Então, ele teve que esperar pela rotina do último participante do Japão.

Foi um teatro emocionante e estressante que terminou com todo o ar sugado da outrora emocionante Arena de Patinação no Gelo de Milão enquanto a pontuação final de Shun Sato era lida no sistema de alto-falantes do estádio. Embora tenha ficado bem aquém da pontuação de Malinin, os sete atletas norte-americanos que competiram no evento por equipes se abraçaram a poucos centímetros do gelo.

A pontuação final foi EUA 69, Japão 68. A Itália conquistou o bronze com 60 pontos.

Malinin conquistou a primeira medalha olímpica de sua carreira.

Isto marca a primeira medalha concedida na patinação artística nestes Jogos e a segunda consecutiva Olimpíadas onde os EUA venceram o evento.
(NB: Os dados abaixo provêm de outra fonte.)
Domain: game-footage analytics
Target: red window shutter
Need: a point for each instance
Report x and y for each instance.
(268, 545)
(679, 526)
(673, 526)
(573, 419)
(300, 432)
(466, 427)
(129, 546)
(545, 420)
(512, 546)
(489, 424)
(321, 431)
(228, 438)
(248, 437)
Para isso, os EUA tiveram que enfrentar um evento de dois dias que contou com pontuações de quatro disciplinas diferentes nas eliminatórias de sábado e mais quatro competições nas finais de domingo.

Os EUA usaram a mesma equipe na maioria dos eventos – Madison Chalk e Evan Bates participaram tanto de dança rítmica quanto de dança livre; Eli Kamm e Danny O’Shea competiram em duplas em ambos os dias; E Malinin conduz o individual masculino. A única exceção foi a patinação individual feminina, onde Alyssa Liu foi utilizada no sábado, enquanto Amber Glenn patinou no domingo.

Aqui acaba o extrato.